Solution: Extensive unit tests for bit reversal and explicit comments about bit ordering everywhere.
2. Performance vs. Compression Tradeoff
The compression level parameters have enormous impact:
- Level 4: 2-3x faster but 2-5% worse compression
- Level 9: Best compression but searches 256x more positions
Solution: Expose multiple levels and make .default (level 6) a reasonable balance.
3. Testing Compression is Tricky
You can't just compare compressed output byte-for-byte - there are multiple valid DEFLATE streams for the same input.
Solution:
- Test that output decompresses correctly (requires external tool)
- Test structural properties (gzip header, valid bit patterns)
- Compare compression ratios across levels
4. Fixed-Size Buffers in Zig 0.15
The new I/O system doesn't track position automatically in fixed buffers.

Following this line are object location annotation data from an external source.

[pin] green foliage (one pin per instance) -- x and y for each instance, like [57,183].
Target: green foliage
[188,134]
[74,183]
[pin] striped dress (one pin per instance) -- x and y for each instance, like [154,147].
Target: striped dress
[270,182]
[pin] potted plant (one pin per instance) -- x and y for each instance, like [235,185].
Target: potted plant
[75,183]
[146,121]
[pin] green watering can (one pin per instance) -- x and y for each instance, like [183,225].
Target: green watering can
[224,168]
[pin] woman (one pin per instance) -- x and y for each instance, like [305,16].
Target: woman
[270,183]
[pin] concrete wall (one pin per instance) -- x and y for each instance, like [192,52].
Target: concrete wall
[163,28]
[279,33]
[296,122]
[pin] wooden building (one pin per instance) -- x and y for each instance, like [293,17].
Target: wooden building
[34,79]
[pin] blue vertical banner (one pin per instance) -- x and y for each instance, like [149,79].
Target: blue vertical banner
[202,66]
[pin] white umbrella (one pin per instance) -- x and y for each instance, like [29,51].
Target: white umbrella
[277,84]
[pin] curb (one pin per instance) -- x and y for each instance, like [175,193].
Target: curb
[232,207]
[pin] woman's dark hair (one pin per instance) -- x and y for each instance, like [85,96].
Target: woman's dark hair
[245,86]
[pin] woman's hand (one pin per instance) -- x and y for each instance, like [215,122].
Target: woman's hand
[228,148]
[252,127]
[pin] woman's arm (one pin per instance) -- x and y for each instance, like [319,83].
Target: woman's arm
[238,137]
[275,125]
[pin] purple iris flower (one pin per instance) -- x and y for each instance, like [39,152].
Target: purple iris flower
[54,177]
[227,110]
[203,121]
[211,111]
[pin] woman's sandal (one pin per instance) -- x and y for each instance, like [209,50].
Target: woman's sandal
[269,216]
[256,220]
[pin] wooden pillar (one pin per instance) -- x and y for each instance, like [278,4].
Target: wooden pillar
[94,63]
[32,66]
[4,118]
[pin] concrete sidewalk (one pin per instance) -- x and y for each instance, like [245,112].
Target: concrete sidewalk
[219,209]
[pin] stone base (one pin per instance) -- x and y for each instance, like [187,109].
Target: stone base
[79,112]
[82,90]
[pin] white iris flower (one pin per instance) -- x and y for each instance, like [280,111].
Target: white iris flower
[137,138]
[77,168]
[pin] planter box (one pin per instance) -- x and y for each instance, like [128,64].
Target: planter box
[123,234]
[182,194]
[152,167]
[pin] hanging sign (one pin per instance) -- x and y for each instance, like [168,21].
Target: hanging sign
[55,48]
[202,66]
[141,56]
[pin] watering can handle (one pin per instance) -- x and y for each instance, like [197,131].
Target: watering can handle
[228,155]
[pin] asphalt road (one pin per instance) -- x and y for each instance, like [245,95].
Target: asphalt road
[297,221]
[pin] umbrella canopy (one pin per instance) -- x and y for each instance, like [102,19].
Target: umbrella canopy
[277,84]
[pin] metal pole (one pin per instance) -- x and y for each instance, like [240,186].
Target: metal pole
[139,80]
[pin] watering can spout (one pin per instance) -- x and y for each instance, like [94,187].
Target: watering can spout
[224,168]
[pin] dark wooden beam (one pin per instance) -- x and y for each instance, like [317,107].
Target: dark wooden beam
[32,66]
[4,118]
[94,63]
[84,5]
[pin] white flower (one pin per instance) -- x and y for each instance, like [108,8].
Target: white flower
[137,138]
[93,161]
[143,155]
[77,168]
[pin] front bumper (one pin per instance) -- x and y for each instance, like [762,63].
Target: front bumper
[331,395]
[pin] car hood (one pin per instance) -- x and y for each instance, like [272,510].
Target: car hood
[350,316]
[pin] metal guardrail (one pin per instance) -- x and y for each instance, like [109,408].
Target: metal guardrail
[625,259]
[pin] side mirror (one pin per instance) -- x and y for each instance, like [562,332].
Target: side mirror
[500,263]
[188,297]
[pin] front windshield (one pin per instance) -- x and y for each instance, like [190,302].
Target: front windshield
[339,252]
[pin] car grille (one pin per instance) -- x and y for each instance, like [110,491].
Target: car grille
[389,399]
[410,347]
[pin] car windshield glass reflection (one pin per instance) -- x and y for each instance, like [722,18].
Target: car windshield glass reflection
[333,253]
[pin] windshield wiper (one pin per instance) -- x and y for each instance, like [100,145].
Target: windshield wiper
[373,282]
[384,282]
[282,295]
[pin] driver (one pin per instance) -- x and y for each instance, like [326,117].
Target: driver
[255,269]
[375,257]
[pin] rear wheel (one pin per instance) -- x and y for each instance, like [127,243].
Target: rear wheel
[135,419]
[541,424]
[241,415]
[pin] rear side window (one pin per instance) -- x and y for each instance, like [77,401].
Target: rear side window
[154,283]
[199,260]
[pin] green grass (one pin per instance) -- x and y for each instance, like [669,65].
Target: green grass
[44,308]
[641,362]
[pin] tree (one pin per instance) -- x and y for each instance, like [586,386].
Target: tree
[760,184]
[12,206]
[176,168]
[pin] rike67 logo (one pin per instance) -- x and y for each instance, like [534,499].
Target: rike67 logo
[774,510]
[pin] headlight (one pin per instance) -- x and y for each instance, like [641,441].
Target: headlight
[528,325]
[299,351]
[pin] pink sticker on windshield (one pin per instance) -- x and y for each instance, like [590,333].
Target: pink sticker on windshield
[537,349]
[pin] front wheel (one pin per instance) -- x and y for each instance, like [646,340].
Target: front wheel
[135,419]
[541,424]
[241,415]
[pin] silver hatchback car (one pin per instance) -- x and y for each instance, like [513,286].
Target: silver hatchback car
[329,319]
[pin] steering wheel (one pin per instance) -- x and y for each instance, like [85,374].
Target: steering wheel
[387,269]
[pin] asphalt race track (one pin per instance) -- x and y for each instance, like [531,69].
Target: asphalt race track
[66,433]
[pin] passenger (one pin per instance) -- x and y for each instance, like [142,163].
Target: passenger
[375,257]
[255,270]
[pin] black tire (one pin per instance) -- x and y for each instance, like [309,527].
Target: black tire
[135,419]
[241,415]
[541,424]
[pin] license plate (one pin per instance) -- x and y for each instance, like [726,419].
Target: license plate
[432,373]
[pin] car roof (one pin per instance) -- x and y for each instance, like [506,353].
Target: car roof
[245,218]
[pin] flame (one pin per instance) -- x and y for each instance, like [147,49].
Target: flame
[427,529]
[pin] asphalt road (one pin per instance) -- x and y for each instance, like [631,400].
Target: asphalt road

Solution: Manually track written bytes or scan for non-zero data after compression.
Future Improvements
1. Streaming API
Current API requires loading full output into memory. Add:
pub const StreamingCompressor = struct {
pub fn writeChunk(self: *Self, data: []const u8) !void;
pub fn finish(self: *Self) !void;
};
2. Parallel Compression
Large files could be split into independent blocks compressed in parallel:
// Split input into 1MB chunks
// Compress each chunk on separate thread
// Concatenate results with DEFLATE block headers
3. Better Hash Function
Current hash is simple but has collisions. Consider:
- xxHash for better distribution
- Faster multiplication schemes
- Cache-optimized access patterns
4. SIMD Matching
Use AVX2 to compare 32 bytes at once during match verification:
const match_len = @import("std").simd.countLeadingEqualElements(
u8, 32, prev_data, curr_data
);
Conclusion
Building Comprezz was an exercise in:
- Classical algorithms - LZ77 and Huffman coding are 40+ years old but still relevant
- Modern systems programming - Zig's safety + performance enabled clean implementation
- API evolution - Adapting to Zig 0.15's controversial but pragmatic I/O redesign
The complete 1700-line implementation demonstrates that you don't need massive frameworks to build production-ready compression - just careful algorithm engineering and attention to detail.
Try it yourself:
# Add to your project
$ zig fetch --save git+https://github.com/bkataru/comprezz.git
# Or use the CLI
$ git clone https://github.com/bkataru/comprezz.git
$ cd comprezz
$ zig build
$ ./zig-out/bin/comprezz your-file.txt -o compressed.gz
Resources:
The journey from understanding DEFLATE on paper to shipping a working implementation taught me that compression isn't magic - it's just clever bookkeeping with bits and bytes. And sometimes, that's the best kind of magic.